When class actually started, everyone had to line up into a certain formation, bow to the teachers and say, “Gokigenyou,” before sitting. Once attendance was taken, we all had to run about five to ten laps around the gym before getting back into formation for stretches, which were a little different from the way things were done at my school. Here, students are constantly moving during their stretches, not even holding a position for ten seconds, and the teacher leads the stretches, counting “Ichi, ni, san . . .” And after stretches, we all gathered by a chalk board. The gym teacher came up and apologized to me because he was going to be talking most of the time about preparations for the upcoming sports festival. After his little screed, all of us girls had to separate into two groups according to our homeroom class. From then on, we simply practiced different formations for games that would be at the festival.

It was finally the end of the day. Though most of my classes had quizzes and tests this day, I was leaving with two novels (The Fault in Our Stars and Tiger, Tiger) to read, a short book (A Thousand Cranes) to read, an essay to write, and over 25 Japanese vocabulary to memorize.

In my homeroom during my ten minute passing period, over half of the 38 girls in my class came and surrounded me, literally circling around my small desk, and each and every single girl was beaming.
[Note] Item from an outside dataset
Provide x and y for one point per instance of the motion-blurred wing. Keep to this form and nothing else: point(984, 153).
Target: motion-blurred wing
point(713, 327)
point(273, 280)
They just started sputtering questions and shouting their names, even though I already had about 50 names I had to memorize from the random girls who would come up to me and scream to me who they were. In broken English, one girl said, “I vant to be friend vith you.” More girls behind me started touching “my” hair while saying “Sugoi.” It was only when the teacher, Nakada-sensei, walked in and started giving out handouts that everyone dispersed.

Once announcements were completed, one of the girls stood and said a prayer. Well, more like spat out a prayer because she was saying it as quickly as possible. (It was the end of the day after all). With the room booming with “Amen” everyone rose from their seat and pushed their desks to the back of the room so girls could clean the classroom. Only a few girls, who were assigned, do it. As people were leaving to their activities, Shiho snuck me some sweets as a gift. Sweets weren’t allowed on school grounds/class, or I should say with strong emphasis “prohibited”, she made sure to due swiftly. Grateful, I pulled out a little gift I had been carrying with me throughout the day; it was an American flag. She was truly surprised and truly happy that she even got something from me. I told her it wasn’t much, but she really appreciated it.

My Shoe Locker

My shoe locker (the 1-5 represents my class number, and the 38 represents my student number)

Finally ending the day on a good note, I went to my shoe locker, grabbed my loose shoes, and went back home with Yuchi and some of her friends. And of course, I continued to get a lot of stares all the way back home. (Extra note: Each student is given a number and sit according to that number. I am number 38).